I reckon it’s a hard thing to write about a random number like 20. And my guess is that things like a “best of” list (which I am guilty of writing) and anniversary issues (which I am actively contributing to) should probably be reserved for the likes of The New Yorker, which have a well-established literary reputation and an ample readership.
But as it happens, the number twenty has had a bit of meaning in my life.
For starters, I was born on the twentieth. Every year when August rolled around I would wait in eager anticipation of the cake that was made only once a year, and the small mound of gifts that always appeared on the table following the dessert. In addition to these treats, I could always remember on that day especially that I was born into the world, and had a place in a family that loved me.

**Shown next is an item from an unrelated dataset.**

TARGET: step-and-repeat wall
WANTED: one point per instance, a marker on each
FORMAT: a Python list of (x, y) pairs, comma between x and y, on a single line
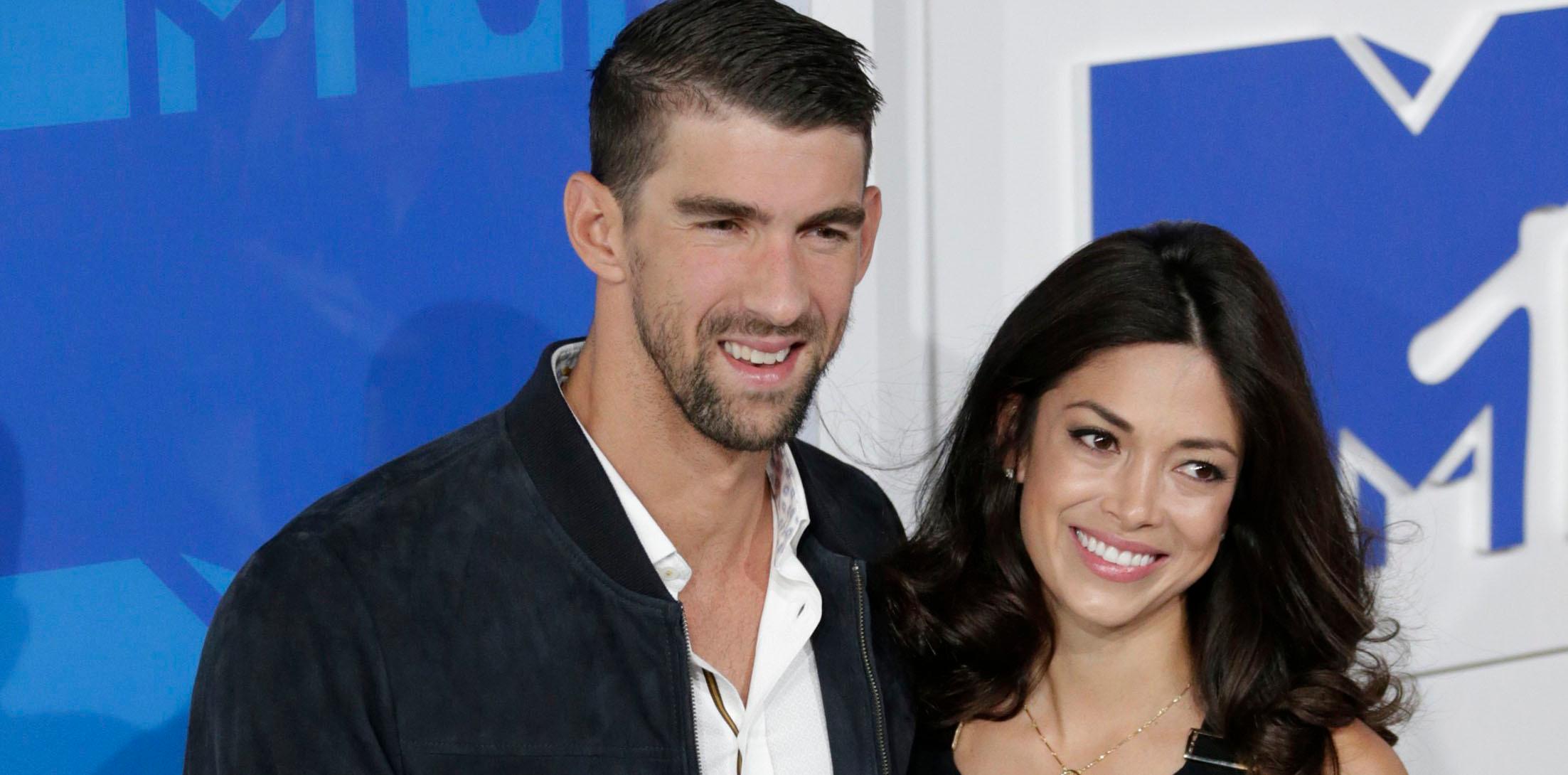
[(248, 250), (251, 248), (1417, 217)]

The other reason that 20 held special significance for me was that I shared the date with my oldest brother, though his birthday was in April. (Happy Birthday if you’re reading this!) As the youngest of three kids, and the only girl, I clung to this tenuous connection with some fervor. Even if I couldn’t enter into brothers’ play or talk or work, at least I had this number in common with the oldest one.
One thing I tried hard to keep up with my brothers in was sports. I ran and kicked and jumped and swam as fast as I possibly could – and found out that I really liked it. And also was pretty good at it.
At the time basketball was the most popular sport both in terms of recognition and the number of people that played. My brother, the oldest one, also played and when it came time to choose a jersey number, he chose 20.
The thing that you have to understand about choosing a jersey number was that it was no light matter. It was the heyday of Michael Jordan—number 23—and the number that you chose, and whether you got to wear it every season, was extremely important to your future.
You might go down in history as number 19 or 47 or 53, the only player from Missouri to ever make it to the pros. You might get your jersey retired in the Bulls stadium, which meant that no one else could ever wear that number and play for your team. (Unless you were like Michael Jordan and came back to the game three or four times, in which case you could resurrect the number.)
Local legends were told about high school stars that made it to college ball and even were looked at by pro scouts. Banners hung in the gym with the names and numbers of championship teams, winning conference, district, and even state titles.
Your number was the mark of your rise to fame, fortune and immortality.
You can probably guess that when it came time for me to choose a jersey number, I also chose 20.
For some unknown reason, I was coordinated and quick and fairly good at basketball. The team I played with was also very good for our age group, and we began winning games. I relished the attention that came from various quarters as we met with success: the words of congratulations in the school hallways, the write-ups in the local paper, the pre-game scouting by rival teams.
I took to eating well, sleeping early, following the same routine before every game so as not to break the charm. I was eager to keep the winning streak going, and the accolades coming in.
Part of me is blushing deep red to remember that I pursued success so shamelessly.
Another part of me knows it was just a way to get my brother to see me.
His words of praise were the ones I coveted the most. When he was impressed, I was pleased. I felt full inside, and noticed, maybe even good enough to be on his team (if I hadn’t still been a girl).
In the midst of all this striving, I held on to the number 20 on the back of my jersey, hoping in my heart to make myself worthy of sharing it with my brother.
I guess what I lost sight of was the fact that, even though I tried so hard, the number, and all I tried to make it mean, was something I had already been born with.
So on this most momentous occasion of our 20th issue, I would like to sum up my thoughts in a few lines of verse:
All of that this is just to say,
In an unexpected way,
how good it is to actually be,
a part of something dear to me.
a few snarky posts,
something I’ll remember most,
is how to see and feel a part
of something some one may
(And even if they don’t, at least it’s a start.)
Well done everyone. I look forward to more great stuff in the future.